Jeffrey Hammerstein, a district chief at Wake County EMS, said three people were confirmed dead in the accident at the glass and steel building called Charter Square, where scaffolding had peeled away from the exterior and fallen into a parking lot below.

Authorities said they were working to identify those who died. The fourth worker was reported to have suffered serious injuries.

All were involved in the construction project, Hammerstein said.

Peter Thurston was working inside the building installing a security card reader system when the accident happened.

He said he ran outside to try to help and saw three men in safety harnesses, leading him to believe that they had been attached to the scaffolding.

“It was just a loud crash and a huge cloud of smoke,” said Thurston, 32, of Garner. “I noticed three of the guys and it looked like they were dead. … That could have been anybody. That could have been me.”

He said a fourth man wearing a safety harness was found inside a nearby portable toilet. He was still breathing and had a pulse, but was barely responsive, Thurston said.

It was not immediately clear if the injured man had fallen into the toilet or had been sitting inside when the collapse occurred.

The scaffolding that fell was attached to the side of the new building that allowed it to travel up and down. One of the tracks had snapped off several stories up and fallen into a twisted heap on the ground below.

State Department of Labor spokesman Neal O’Briant said Monday that his agency is investigating the cause. Officials had closed off a wide area around the scene.

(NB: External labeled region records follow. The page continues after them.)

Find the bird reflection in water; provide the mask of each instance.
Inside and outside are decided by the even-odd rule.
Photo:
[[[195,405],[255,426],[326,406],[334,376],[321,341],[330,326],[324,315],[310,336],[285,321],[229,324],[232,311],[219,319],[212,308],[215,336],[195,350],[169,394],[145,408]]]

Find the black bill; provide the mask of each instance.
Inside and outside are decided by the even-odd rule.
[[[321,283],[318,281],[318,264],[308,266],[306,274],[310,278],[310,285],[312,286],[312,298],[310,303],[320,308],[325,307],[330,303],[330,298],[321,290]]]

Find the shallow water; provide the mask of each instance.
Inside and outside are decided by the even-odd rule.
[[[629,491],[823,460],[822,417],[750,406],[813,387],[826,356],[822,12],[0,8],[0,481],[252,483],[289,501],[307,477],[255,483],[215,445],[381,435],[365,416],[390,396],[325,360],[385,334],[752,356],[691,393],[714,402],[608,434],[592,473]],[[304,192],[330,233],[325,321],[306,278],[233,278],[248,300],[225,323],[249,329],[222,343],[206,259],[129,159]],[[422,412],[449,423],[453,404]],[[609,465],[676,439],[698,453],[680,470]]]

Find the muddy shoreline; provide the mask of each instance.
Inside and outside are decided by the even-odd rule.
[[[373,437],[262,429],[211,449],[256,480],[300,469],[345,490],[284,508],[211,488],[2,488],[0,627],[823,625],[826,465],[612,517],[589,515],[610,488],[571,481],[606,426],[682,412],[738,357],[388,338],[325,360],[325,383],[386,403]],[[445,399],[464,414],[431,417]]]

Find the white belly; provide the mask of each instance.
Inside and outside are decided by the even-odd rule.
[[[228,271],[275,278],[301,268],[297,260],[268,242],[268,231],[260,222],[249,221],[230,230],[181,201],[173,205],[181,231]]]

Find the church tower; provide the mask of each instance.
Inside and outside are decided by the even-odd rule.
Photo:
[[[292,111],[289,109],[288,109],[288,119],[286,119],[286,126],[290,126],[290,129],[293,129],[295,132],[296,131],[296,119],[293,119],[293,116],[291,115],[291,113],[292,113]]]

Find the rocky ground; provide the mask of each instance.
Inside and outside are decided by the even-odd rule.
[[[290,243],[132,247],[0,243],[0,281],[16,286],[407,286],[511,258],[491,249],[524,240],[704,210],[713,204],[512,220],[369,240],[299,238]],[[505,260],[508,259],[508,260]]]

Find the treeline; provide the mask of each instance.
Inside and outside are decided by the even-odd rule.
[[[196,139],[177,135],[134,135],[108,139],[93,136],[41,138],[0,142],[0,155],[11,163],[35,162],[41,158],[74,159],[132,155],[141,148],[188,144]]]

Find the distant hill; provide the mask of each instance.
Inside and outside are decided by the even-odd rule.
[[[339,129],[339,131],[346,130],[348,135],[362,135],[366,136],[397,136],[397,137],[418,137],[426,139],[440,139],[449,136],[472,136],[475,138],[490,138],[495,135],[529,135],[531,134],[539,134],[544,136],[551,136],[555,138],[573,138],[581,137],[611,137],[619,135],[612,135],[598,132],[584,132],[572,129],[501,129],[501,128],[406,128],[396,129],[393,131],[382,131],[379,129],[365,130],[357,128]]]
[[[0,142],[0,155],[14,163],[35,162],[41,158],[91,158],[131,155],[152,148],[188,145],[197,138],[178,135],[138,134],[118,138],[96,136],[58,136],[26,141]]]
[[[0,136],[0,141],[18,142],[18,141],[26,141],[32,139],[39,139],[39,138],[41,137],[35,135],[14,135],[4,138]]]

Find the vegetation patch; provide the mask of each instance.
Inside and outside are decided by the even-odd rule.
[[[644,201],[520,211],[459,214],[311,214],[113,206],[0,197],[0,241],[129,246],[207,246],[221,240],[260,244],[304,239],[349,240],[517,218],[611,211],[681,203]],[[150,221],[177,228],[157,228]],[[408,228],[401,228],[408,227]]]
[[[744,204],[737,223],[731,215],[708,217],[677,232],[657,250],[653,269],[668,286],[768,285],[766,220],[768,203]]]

A group of men in hard hats and yellow vests, some of which said Associated Scaffolding on them, were talking to an official near the edge of the police line. A woman who answered the phone at the company’s Durham headquarters declined to give her name and said the company had no comment.

According to the state Department of Labor, the construction industry accounts for nearly half of all workplace fatalities in the state, with 19 deaths at construction sites reported in 2014.